Einfallsreichtum, Ironie und Vorliebe für grelle Farben, gebrochen durch Distanz und Kühle, kennzeichnet das Werk von Kiki Kogelnik (1935-1997). Ihr facettenreiches Schaffen machte sie zu der wohl einzigen österreichischen Künstlerin des 20. Jahrhunderts, die zu einer individuellen und originellen Sicht der Pop Art fand. Die Kunsthalle Krems widmet Kiki Kogelnik eine sehenswerte, umfangreiche Retrospektive und präsentiert ihr Œuvre als einzigartiges Beispiel künstlerischer Autonomie. Petra Augustyn hat sich für Sie umgeschaut.

Die Künstlerin wurde 1935 in Graz geboren und wuchs in Bleiburg (Kärnten) auf. Sie studierte an der Akademie der bildenden Künste in Wien und hatte ihre erste Einzelausstellung in der Galerie St. Stephan in Wien. Mitte der fünfziger Jahre gehörte sie der Avantgarde um Monsignore Otto Mauer an. Mit ihren heiteren, aber kritischen Straßenbildern sorgte sie ebenso für Aufsehen, wie 1967 mit ihrer Ausstellung »Kunst kommt von künstlich«.

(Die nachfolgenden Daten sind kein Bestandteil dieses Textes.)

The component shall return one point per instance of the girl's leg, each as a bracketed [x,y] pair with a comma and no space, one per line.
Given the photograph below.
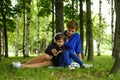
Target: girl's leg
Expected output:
[37,65]
[75,58]
[39,59]
[64,59]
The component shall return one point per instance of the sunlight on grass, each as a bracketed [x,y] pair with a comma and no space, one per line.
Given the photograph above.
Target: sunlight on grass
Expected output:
[100,70]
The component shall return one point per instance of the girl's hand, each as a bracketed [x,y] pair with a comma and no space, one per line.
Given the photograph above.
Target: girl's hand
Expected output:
[54,51]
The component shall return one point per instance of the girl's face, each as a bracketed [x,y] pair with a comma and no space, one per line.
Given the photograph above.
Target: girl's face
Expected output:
[70,32]
[60,42]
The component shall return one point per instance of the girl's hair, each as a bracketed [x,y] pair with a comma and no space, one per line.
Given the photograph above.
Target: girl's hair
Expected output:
[58,36]
[72,25]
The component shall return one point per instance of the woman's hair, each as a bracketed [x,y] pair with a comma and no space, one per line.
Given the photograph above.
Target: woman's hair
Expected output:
[72,25]
[58,36]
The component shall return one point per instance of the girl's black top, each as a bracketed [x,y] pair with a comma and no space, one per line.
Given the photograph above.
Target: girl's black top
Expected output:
[55,58]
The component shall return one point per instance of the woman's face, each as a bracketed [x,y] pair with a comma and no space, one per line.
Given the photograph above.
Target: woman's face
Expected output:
[60,42]
[70,32]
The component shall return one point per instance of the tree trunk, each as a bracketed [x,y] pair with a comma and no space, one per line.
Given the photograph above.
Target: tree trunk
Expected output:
[112,25]
[81,26]
[99,30]
[24,29]
[116,66]
[59,16]
[38,27]
[3,14]
[0,46]
[2,43]
[27,29]
[53,26]
[89,31]
[72,9]
[17,34]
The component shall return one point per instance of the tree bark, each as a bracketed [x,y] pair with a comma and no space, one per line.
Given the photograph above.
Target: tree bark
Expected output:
[89,31]
[81,26]
[59,16]
[99,29]
[116,51]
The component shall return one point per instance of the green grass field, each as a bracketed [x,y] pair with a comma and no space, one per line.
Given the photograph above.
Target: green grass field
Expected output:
[100,70]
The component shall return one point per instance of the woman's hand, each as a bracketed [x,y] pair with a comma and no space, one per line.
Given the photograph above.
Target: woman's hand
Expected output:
[54,51]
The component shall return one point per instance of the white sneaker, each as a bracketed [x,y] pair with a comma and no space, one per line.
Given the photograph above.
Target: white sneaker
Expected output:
[16,64]
[71,67]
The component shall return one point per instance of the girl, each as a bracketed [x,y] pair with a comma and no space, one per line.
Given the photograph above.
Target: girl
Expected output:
[47,59]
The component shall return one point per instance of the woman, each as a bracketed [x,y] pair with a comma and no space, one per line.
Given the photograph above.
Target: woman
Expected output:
[47,59]
[72,44]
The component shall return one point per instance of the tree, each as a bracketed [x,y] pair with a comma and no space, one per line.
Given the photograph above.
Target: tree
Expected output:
[116,50]
[3,13]
[59,15]
[99,29]
[0,45]
[17,32]
[89,31]
[72,9]
[81,26]
[38,27]
[53,18]
[27,28]
[112,24]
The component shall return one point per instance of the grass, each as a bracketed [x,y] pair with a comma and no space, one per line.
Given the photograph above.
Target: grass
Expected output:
[100,70]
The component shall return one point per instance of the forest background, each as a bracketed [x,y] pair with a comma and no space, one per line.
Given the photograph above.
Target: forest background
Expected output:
[28,26]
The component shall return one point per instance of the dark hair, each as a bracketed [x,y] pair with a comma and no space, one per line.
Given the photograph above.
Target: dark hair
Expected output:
[58,36]
[72,25]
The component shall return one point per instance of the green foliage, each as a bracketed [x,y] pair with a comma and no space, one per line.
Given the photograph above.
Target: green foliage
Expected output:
[45,6]
[100,70]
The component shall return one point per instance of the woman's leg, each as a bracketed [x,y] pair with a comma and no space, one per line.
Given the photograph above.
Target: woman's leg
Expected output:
[75,58]
[64,59]
[37,65]
[39,59]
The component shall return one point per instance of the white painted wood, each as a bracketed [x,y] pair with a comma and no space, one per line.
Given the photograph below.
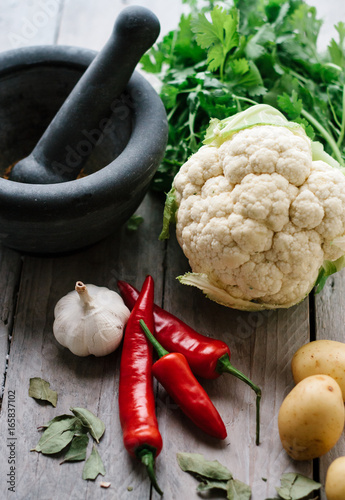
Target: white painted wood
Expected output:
[262,344]
[24,23]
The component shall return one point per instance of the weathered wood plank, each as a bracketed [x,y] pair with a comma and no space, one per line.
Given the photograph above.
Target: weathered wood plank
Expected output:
[330,321]
[85,382]
[262,345]
[10,266]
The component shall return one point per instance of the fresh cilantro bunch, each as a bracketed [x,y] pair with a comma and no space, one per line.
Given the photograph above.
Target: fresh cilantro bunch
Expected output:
[226,56]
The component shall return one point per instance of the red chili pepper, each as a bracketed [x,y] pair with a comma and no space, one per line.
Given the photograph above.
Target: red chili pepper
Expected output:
[207,357]
[173,372]
[141,435]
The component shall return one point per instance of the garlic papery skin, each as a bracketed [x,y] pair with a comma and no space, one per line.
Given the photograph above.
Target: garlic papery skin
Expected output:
[90,320]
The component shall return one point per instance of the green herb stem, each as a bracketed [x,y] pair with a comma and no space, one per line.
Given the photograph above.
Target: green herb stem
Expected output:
[326,135]
[159,348]
[342,130]
[147,458]
[225,366]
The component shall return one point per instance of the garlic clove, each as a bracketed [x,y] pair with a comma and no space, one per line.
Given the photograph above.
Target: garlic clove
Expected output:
[90,320]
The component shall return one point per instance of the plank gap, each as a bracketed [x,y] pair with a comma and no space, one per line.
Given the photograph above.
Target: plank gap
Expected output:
[312,317]
[9,322]
[164,269]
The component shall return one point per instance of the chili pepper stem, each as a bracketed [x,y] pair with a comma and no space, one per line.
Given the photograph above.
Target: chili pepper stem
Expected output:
[160,349]
[147,458]
[224,366]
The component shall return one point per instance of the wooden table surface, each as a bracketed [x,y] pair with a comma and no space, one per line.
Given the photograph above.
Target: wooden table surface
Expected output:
[262,343]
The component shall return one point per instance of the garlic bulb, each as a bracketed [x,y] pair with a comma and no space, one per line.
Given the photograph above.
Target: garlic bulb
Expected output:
[90,320]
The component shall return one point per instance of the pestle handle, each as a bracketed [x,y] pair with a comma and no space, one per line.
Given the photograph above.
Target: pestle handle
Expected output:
[66,145]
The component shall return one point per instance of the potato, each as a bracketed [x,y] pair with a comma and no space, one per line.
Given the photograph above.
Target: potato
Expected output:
[335,480]
[320,357]
[311,417]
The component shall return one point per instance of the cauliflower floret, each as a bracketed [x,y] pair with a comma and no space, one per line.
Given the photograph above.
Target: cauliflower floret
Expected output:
[257,217]
[257,150]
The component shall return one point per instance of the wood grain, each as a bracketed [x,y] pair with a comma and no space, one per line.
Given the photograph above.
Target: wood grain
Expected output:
[262,344]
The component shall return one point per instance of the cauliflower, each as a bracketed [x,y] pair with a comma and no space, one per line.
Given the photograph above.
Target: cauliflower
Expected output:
[260,212]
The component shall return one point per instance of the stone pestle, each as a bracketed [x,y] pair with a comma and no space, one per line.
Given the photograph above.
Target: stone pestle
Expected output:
[89,105]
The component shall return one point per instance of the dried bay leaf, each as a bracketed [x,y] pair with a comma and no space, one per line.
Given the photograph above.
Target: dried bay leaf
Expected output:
[238,490]
[56,437]
[93,465]
[196,464]
[56,419]
[77,450]
[93,424]
[40,389]
[296,487]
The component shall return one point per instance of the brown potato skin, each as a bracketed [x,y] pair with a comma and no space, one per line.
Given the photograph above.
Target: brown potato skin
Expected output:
[325,357]
[311,417]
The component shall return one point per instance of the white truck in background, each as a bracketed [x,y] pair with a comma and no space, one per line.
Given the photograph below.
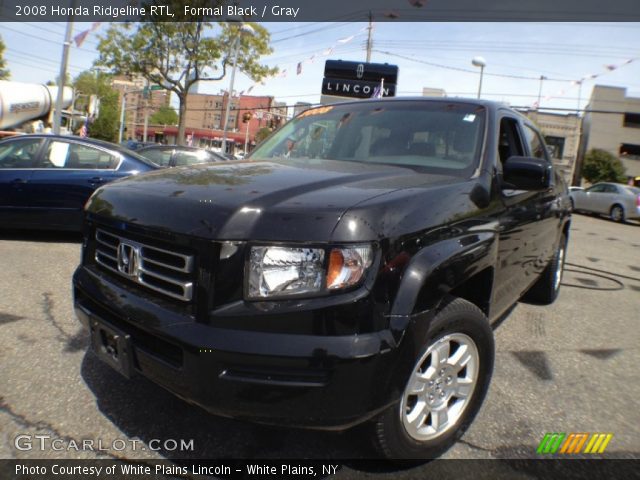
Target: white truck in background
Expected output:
[29,107]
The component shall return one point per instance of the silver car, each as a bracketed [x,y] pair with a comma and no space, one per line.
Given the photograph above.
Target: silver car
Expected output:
[620,202]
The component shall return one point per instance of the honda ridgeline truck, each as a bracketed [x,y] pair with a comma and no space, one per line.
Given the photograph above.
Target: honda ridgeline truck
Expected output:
[346,273]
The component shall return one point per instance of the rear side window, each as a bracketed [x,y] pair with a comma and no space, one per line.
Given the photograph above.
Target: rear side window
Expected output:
[20,153]
[159,157]
[75,156]
[191,158]
[537,147]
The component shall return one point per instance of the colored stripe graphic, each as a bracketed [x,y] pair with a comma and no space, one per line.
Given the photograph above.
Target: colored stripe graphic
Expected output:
[581,442]
[572,443]
[550,443]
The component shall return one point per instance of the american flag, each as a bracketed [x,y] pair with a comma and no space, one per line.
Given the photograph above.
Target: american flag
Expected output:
[378,91]
[84,130]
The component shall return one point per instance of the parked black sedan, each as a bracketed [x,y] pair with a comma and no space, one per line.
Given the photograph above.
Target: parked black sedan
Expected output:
[167,156]
[45,180]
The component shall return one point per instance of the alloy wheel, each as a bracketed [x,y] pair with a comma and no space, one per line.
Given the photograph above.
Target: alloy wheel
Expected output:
[440,387]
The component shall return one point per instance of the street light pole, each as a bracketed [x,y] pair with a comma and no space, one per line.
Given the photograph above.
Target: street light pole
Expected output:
[57,116]
[479,62]
[246,137]
[236,48]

Kogelnik ging während des Theaterstücks »phasen«, wo simultan Lautgedichte über das Thema Zeit rezitiert wurden, immer wieder auf die Bühne, um eine große Uhr zu verstellen. Manche Nummern bestanden aus einem Halbsatz, einer minimalistischen Situation als Kurzauftritt, andere brachten echte Lebenszeit auf die Bühne und nervten das Publikum, weil sie als überlange Pausen verstanden wurden. Das Außerkraftsetzen der klassischen Forderung nach der Einheit der Zeit und die Thematisierung von Zeit als faszinierendes Phänomen begleiteten Kiki Kogelnik ihr gesamtes Leben.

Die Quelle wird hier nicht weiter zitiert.